Las Vegas Sun

April 20, 2024

LETTER TO THE EDITOR:

Planning ahead would lower gas prices

Regarding the Las Vegas Sun’s Thursday editorial, “Forging a new policy”:

Why are crude oil prices so high? Yes, there are external forces that have caused the price of crude oil to increase in the short term, but to say that domestic production isn’t the problem is ignoring the mistakes of the past. During the 2004 campaign, John Kerry told us that drilling in Alaska wasn’t the answer because such production wouldn’t hit the market for five years. That was seven years ago. Certainly, if the resources on the North Slope had been fully accessed we would not have $4 gas in our future. It’s called planning ahead.

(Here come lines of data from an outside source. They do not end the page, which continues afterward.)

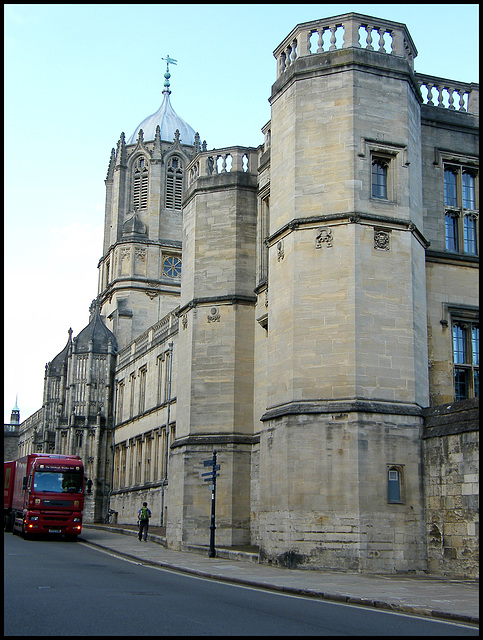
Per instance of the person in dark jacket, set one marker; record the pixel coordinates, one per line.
(143, 517)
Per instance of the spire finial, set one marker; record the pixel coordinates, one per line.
(167, 75)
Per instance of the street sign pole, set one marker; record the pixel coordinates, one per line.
(212, 475)
(212, 552)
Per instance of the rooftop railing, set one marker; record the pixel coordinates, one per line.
(350, 30)
(449, 94)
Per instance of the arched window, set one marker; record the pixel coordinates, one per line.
(140, 184)
(174, 183)
(394, 488)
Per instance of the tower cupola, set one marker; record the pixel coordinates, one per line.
(166, 117)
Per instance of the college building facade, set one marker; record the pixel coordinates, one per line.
(307, 308)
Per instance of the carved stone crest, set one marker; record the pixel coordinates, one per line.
(214, 315)
(381, 240)
(324, 234)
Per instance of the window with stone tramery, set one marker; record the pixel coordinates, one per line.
(140, 184)
(461, 208)
(174, 183)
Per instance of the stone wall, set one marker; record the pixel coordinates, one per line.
(450, 463)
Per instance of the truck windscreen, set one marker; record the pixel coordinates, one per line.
(58, 481)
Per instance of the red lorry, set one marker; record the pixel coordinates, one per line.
(44, 493)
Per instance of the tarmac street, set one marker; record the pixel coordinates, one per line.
(448, 599)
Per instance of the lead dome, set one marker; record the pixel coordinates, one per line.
(167, 119)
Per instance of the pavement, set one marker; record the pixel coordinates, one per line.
(442, 598)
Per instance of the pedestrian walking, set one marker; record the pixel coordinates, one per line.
(143, 518)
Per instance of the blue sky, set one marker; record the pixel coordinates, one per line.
(78, 75)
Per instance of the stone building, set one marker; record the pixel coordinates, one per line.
(297, 307)
(11, 435)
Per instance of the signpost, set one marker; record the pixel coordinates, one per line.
(212, 476)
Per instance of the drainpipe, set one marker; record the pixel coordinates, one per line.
(165, 480)
(112, 448)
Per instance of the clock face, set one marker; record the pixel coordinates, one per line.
(172, 267)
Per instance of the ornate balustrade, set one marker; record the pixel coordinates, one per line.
(350, 30)
(207, 163)
(449, 94)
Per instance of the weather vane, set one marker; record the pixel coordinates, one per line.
(167, 75)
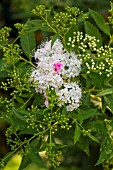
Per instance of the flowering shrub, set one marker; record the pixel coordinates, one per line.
(58, 69)
(63, 86)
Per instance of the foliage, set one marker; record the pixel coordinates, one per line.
(34, 126)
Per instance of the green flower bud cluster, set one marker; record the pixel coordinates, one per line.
(4, 34)
(95, 59)
(63, 20)
(41, 11)
(22, 28)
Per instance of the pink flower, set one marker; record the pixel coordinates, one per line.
(57, 67)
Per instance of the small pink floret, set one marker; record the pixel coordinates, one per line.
(57, 67)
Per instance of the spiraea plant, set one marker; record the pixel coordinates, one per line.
(64, 86)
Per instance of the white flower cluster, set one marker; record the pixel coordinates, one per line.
(57, 68)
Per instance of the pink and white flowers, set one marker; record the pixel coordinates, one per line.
(57, 68)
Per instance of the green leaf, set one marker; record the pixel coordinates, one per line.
(64, 110)
(97, 79)
(83, 144)
(7, 158)
(100, 22)
(109, 102)
(93, 31)
(105, 92)
(92, 137)
(105, 151)
(35, 157)
(54, 39)
(20, 100)
(24, 162)
(17, 113)
(77, 133)
(28, 43)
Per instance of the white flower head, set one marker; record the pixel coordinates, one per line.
(56, 68)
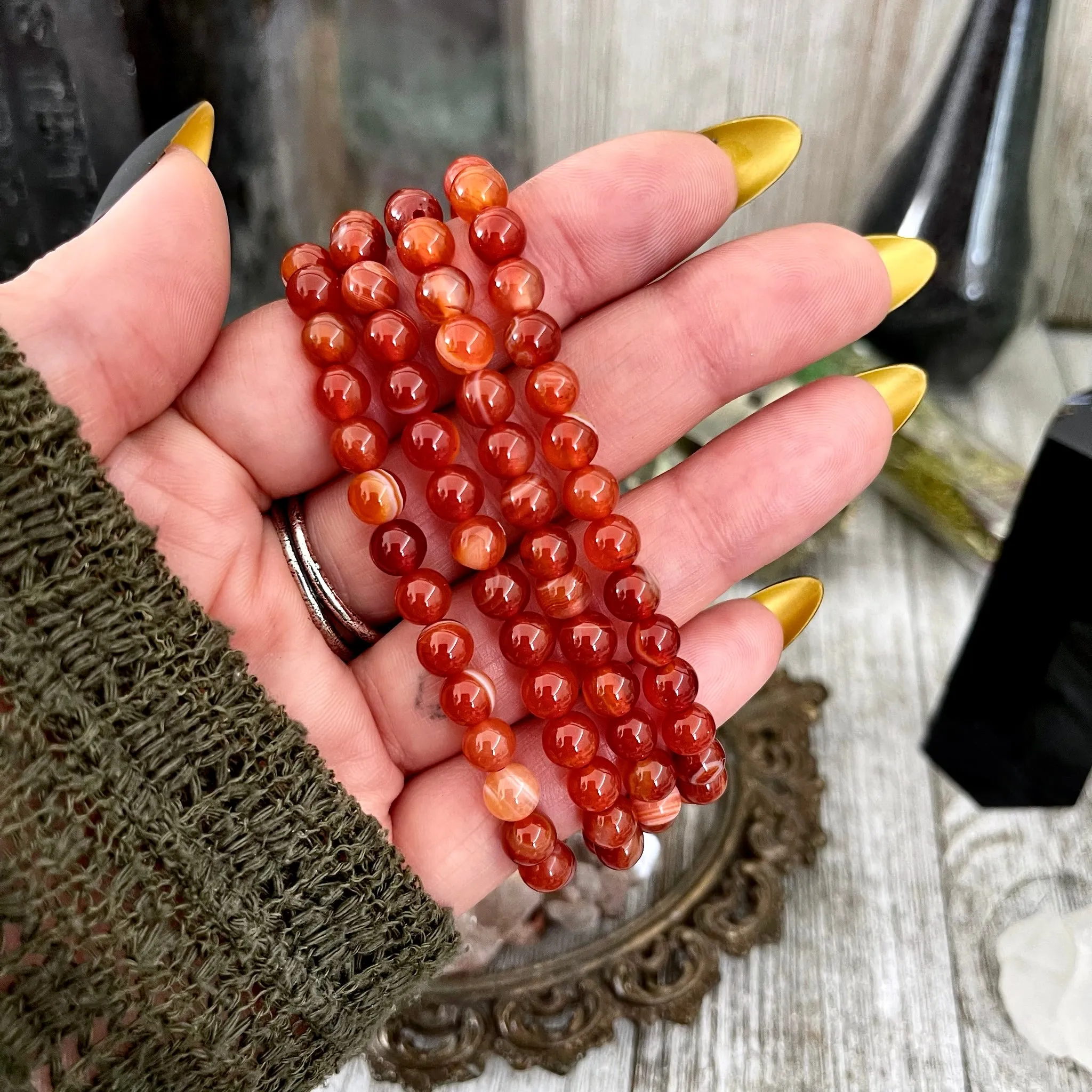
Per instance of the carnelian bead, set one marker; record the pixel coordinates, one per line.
(430, 441)
(632, 736)
(391, 336)
(496, 234)
(529, 841)
(571, 741)
(507, 450)
(406, 205)
(398, 548)
(368, 287)
(531, 339)
(590, 493)
(549, 552)
(589, 640)
(551, 689)
(342, 392)
(444, 292)
(654, 641)
(631, 595)
(552, 389)
(359, 445)
(528, 502)
(445, 648)
(476, 187)
(454, 493)
(501, 592)
(569, 444)
(408, 388)
(376, 497)
(673, 687)
(423, 597)
(516, 286)
(596, 786)
(311, 290)
(553, 873)
(464, 344)
(425, 243)
(651, 778)
(328, 339)
(485, 398)
(565, 597)
(491, 745)
(612, 543)
(479, 543)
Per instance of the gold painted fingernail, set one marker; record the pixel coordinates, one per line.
(793, 603)
(761, 150)
(902, 387)
(910, 264)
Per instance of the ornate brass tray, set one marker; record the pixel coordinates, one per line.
(657, 965)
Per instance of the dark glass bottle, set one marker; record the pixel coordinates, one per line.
(961, 184)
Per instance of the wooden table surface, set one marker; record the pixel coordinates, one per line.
(885, 977)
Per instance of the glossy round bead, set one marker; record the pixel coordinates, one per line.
(423, 597)
(528, 502)
(311, 290)
(464, 344)
(552, 689)
(406, 205)
(532, 339)
(489, 745)
(688, 731)
(651, 778)
(445, 648)
(368, 287)
(632, 736)
(359, 445)
(673, 687)
(376, 497)
(529, 841)
(496, 234)
(596, 786)
(476, 187)
(507, 450)
(444, 292)
(468, 697)
(342, 392)
(565, 597)
(512, 793)
(516, 286)
(631, 595)
(408, 388)
(454, 493)
(654, 641)
(425, 243)
(571, 741)
(485, 398)
(328, 339)
(398, 548)
(501, 592)
(612, 543)
(552, 389)
(552, 874)
(430, 441)
(590, 493)
(391, 336)
(548, 552)
(479, 543)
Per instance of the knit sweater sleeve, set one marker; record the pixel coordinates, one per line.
(188, 899)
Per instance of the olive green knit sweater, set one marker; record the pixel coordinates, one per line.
(188, 900)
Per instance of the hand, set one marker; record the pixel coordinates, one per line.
(200, 426)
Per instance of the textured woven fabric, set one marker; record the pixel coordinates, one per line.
(188, 900)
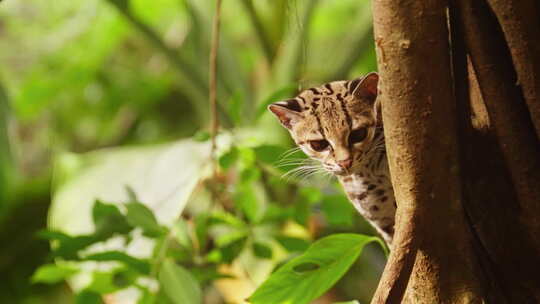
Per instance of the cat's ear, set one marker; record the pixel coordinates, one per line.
(365, 87)
(287, 111)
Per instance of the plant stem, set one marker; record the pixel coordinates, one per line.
(262, 35)
(213, 81)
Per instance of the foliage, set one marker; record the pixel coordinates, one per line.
(130, 76)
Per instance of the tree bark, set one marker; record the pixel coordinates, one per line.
(420, 129)
(463, 148)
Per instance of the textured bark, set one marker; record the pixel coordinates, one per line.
(461, 116)
(521, 26)
(420, 128)
(505, 105)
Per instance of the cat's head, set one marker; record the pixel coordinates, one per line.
(335, 123)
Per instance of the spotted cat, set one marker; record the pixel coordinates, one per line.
(339, 124)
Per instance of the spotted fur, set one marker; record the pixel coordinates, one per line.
(338, 124)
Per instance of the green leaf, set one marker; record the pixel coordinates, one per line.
(230, 251)
(338, 210)
(201, 136)
(146, 297)
(69, 248)
(283, 92)
(102, 282)
(205, 274)
(138, 215)
(88, 297)
(293, 244)
(262, 251)
(179, 284)
(234, 108)
(248, 202)
(229, 158)
(139, 265)
(108, 220)
(269, 154)
(225, 218)
(309, 275)
(52, 273)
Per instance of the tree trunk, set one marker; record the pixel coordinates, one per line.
(462, 139)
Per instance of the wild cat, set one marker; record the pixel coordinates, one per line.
(339, 125)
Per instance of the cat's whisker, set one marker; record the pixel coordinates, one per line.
(289, 152)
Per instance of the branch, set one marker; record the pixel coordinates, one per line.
(507, 110)
(419, 119)
(214, 46)
(521, 28)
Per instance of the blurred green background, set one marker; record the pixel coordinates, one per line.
(100, 96)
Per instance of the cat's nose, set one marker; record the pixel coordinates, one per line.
(345, 164)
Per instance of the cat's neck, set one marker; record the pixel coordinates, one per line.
(370, 190)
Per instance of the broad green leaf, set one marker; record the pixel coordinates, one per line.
(230, 251)
(234, 108)
(139, 265)
(51, 273)
(69, 248)
(179, 284)
(248, 202)
(138, 215)
(262, 251)
(308, 276)
(205, 274)
(225, 218)
(201, 136)
(88, 297)
(293, 244)
(163, 176)
(338, 210)
(102, 282)
(109, 220)
(269, 153)
(284, 92)
(229, 158)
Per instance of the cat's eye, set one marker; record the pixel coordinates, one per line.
(357, 136)
(319, 145)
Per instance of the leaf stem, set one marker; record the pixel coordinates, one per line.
(213, 82)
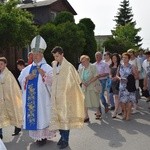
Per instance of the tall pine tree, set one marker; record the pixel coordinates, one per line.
(124, 18)
(124, 14)
(125, 34)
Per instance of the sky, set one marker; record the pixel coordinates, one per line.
(102, 13)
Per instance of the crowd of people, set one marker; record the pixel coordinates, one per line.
(51, 99)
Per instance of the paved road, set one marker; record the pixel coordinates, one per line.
(105, 134)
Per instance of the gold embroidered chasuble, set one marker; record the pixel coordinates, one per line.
(10, 100)
(67, 98)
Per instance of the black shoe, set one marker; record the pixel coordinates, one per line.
(41, 142)
(1, 136)
(16, 132)
(59, 142)
(63, 145)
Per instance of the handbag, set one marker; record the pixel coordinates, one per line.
(131, 83)
(97, 86)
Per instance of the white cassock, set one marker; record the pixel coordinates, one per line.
(2, 146)
(43, 100)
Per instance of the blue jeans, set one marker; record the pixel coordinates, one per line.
(102, 97)
(64, 135)
(1, 132)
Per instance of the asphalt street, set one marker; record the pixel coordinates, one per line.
(104, 134)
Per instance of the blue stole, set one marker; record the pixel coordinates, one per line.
(31, 100)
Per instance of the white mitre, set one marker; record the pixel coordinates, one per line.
(38, 44)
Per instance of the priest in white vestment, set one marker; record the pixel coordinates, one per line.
(35, 81)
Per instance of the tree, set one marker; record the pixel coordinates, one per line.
(88, 27)
(63, 17)
(124, 15)
(16, 27)
(125, 33)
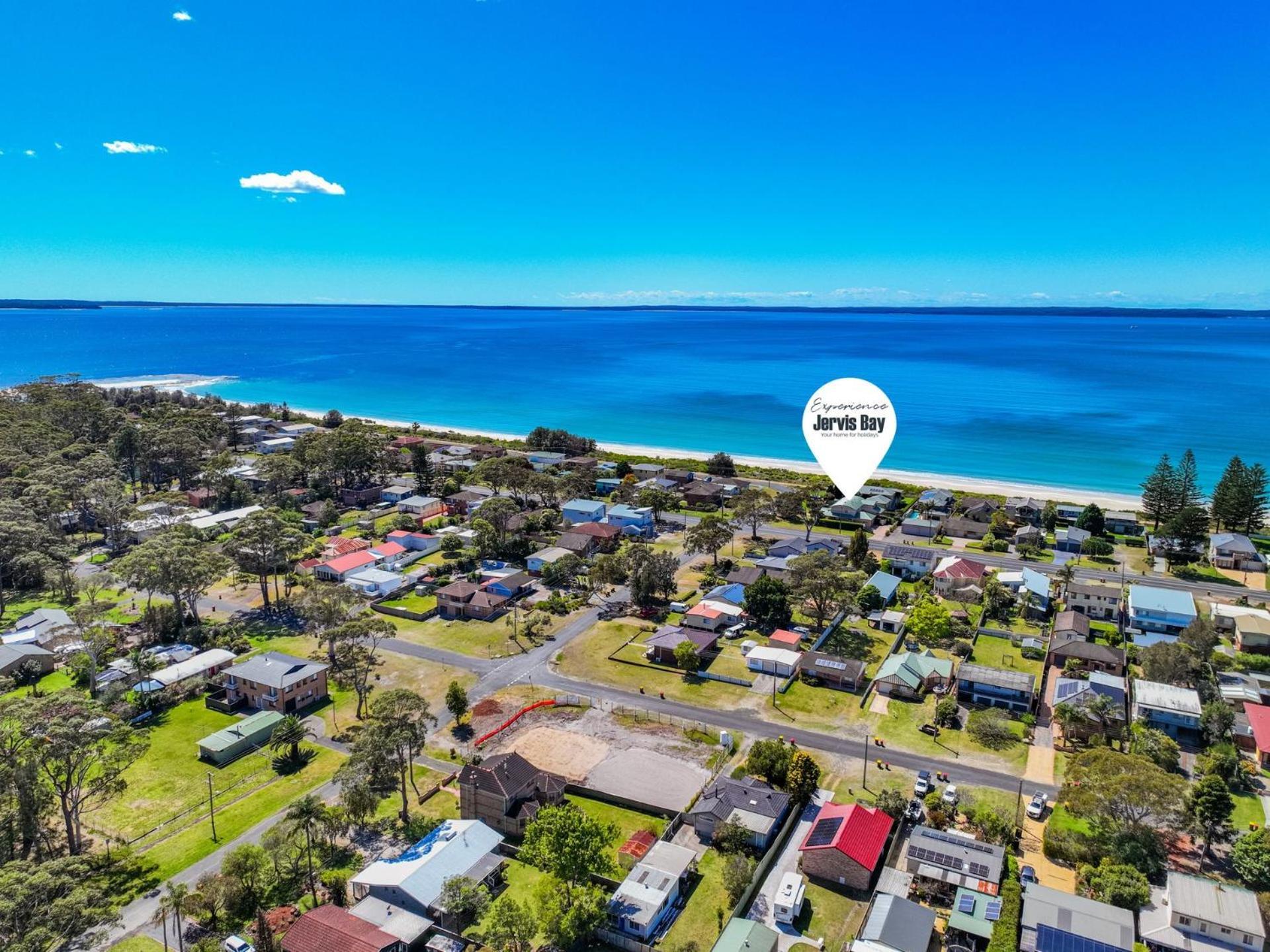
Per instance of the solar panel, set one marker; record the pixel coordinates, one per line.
(825, 832)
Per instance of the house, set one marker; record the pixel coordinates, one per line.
(832, 670)
(911, 674)
(783, 638)
(773, 661)
(911, 561)
(1071, 625)
(713, 614)
(422, 506)
(1235, 550)
(337, 570)
(1166, 707)
(375, 582)
(1197, 914)
(886, 584)
(1122, 523)
(583, 511)
(1159, 614)
(896, 924)
(1223, 615)
(413, 880)
(1093, 656)
(1094, 600)
(845, 844)
(632, 520)
(542, 558)
(396, 494)
(966, 528)
(955, 575)
(798, 546)
(37, 627)
(332, 928)
(648, 896)
(746, 935)
(506, 792)
(935, 501)
(277, 681)
(751, 802)
(21, 658)
(464, 599)
(995, 687)
(1080, 692)
(230, 742)
(1032, 587)
(423, 543)
(662, 644)
(921, 528)
(1024, 509)
(1071, 538)
(955, 858)
(1253, 634)
(1054, 922)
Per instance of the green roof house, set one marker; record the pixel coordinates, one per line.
(239, 738)
(911, 674)
(746, 935)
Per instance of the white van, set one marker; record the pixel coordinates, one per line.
(789, 898)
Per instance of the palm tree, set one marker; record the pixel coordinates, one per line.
(288, 734)
(309, 814)
(175, 902)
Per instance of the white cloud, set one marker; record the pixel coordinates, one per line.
(122, 148)
(299, 182)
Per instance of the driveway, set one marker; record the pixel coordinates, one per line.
(763, 904)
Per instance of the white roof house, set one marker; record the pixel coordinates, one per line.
(455, 848)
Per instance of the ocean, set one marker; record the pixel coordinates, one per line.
(1083, 402)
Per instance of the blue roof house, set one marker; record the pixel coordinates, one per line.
(1159, 614)
(632, 520)
(578, 511)
(886, 584)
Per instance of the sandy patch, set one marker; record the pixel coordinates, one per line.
(567, 753)
(1040, 764)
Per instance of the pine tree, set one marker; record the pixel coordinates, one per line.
(1227, 502)
(1160, 492)
(1189, 492)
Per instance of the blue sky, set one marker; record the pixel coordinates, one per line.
(559, 151)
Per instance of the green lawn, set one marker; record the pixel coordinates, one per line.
(628, 822)
(829, 916)
(196, 842)
(698, 920)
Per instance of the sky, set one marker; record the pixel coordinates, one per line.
(573, 151)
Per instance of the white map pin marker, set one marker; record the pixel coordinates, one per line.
(849, 423)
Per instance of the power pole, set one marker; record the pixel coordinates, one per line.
(211, 806)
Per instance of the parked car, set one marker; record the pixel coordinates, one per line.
(1037, 807)
(923, 785)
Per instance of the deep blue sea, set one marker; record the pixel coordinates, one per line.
(1086, 402)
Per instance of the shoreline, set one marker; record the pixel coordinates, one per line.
(944, 481)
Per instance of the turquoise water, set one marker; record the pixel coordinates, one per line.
(1085, 402)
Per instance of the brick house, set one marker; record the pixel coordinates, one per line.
(506, 792)
(276, 681)
(845, 844)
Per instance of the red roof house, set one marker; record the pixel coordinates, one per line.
(334, 930)
(1259, 718)
(845, 844)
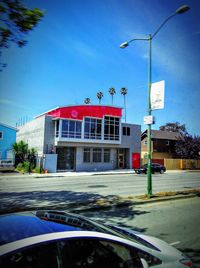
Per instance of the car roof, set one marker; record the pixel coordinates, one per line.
(14, 227)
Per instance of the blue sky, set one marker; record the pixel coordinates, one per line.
(74, 52)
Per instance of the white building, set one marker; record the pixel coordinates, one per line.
(83, 138)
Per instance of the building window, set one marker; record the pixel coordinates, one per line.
(106, 156)
(92, 128)
(111, 128)
(97, 155)
(126, 131)
(71, 129)
(86, 155)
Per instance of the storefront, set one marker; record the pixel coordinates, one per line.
(85, 137)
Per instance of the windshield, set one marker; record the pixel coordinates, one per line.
(91, 225)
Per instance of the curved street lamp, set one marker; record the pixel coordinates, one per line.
(112, 92)
(149, 38)
(124, 91)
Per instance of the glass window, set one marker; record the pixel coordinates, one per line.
(93, 253)
(126, 131)
(97, 155)
(86, 155)
(92, 128)
(106, 156)
(71, 129)
(111, 128)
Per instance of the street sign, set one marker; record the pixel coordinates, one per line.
(148, 120)
(157, 95)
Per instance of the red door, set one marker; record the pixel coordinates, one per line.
(135, 160)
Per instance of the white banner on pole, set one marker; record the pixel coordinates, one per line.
(157, 95)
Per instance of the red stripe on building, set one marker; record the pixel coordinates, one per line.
(78, 112)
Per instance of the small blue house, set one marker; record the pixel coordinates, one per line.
(7, 138)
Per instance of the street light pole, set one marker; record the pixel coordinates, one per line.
(180, 10)
(149, 176)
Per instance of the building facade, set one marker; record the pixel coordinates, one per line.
(7, 138)
(83, 138)
(162, 144)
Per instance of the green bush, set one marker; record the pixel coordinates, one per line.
(24, 167)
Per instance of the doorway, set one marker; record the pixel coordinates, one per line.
(66, 158)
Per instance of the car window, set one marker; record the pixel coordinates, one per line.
(95, 253)
(75, 253)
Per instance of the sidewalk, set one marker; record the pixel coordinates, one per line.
(95, 173)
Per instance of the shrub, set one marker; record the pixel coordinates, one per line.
(24, 167)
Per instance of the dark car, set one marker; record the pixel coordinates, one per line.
(155, 167)
(56, 239)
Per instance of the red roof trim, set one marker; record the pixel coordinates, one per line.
(80, 111)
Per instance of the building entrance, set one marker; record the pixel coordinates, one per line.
(66, 158)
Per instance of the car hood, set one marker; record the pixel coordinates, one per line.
(152, 242)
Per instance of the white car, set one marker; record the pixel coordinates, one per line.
(56, 239)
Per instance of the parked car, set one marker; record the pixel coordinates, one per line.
(58, 239)
(155, 167)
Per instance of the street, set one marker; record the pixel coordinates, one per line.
(177, 222)
(117, 184)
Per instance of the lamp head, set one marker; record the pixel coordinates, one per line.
(124, 45)
(182, 9)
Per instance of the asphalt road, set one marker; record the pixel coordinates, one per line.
(177, 222)
(118, 184)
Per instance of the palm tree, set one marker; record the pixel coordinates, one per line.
(87, 101)
(99, 96)
(123, 91)
(112, 92)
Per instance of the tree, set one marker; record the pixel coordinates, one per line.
(188, 147)
(124, 91)
(99, 96)
(175, 127)
(112, 92)
(87, 101)
(16, 22)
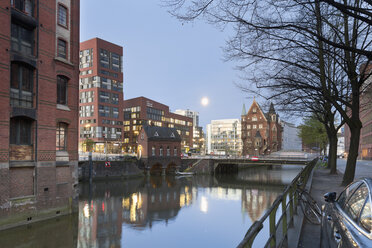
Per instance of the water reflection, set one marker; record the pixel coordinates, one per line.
(199, 211)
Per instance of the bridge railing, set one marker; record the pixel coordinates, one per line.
(287, 202)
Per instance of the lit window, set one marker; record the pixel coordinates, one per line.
(20, 131)
(26, 6)
(62, 49)
(21, 85)
(22, 39)
(61, 136)
(62, 90)
(168, 151)
(62, 15)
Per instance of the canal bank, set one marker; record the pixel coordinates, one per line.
(322, 182)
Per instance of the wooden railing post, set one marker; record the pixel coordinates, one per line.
(284, 213)
(272, 220)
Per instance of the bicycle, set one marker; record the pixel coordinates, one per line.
(309, 206)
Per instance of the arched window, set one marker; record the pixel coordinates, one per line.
(62, 90)
(61, 144)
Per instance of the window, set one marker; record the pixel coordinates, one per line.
(61, 136)
(62, 90)
(25, 6)
(20, 131)
(62, 49)
(168, 151)
(22, 39)
(62, 15)
(21, 84)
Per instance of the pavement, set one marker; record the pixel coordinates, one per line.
(322, 183)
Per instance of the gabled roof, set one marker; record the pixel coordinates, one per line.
(259, 108)
(161, 133)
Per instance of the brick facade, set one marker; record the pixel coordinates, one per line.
(159, 149)
(34, 105)
(261, 133)
(143, 111)
(100, 82)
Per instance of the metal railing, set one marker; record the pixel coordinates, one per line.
(287, 202)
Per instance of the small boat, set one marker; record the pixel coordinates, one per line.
(178, 173)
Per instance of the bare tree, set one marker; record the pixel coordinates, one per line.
(296, 50)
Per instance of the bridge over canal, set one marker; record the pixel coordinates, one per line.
(215, 165)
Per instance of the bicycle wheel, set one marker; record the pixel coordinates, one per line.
(310, 208)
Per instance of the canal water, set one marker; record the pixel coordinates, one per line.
(188, 211)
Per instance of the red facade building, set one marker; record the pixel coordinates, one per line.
(261, 133)
(101, 95)
(143, 111)
(159, 149)
(39, 53)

As a futures trader, I can tell you that crude oil prices are determined on a “futures” market. The prices that crude oil are traded at today determine the prices at the pump tomorrow. Thus, if the speculators see there are greater stores of crude oil to be delivered in the future, the prices decline today. If current inventories are sufficient to cover demand until futures contracts are delivered, the downward price happens almost immediately.

Finally, part of the pricing increase we are seeing now is a result of the hostility of this administration toward exploration and production. Again, going back to the futures market, if the mind-set of the administration would veer toward the issuing of permits, granting access to drilling sites and letting current leases be used, the price of crude would begin to subside as speculators would take their short-term profits as they exit their long (prices going up) positions.

If the administration would loosen up the restraints it has placed on domestic production, we would see gas drop back to $3 a gallon or less. If not, $4 a gallon will be a memory a year from now.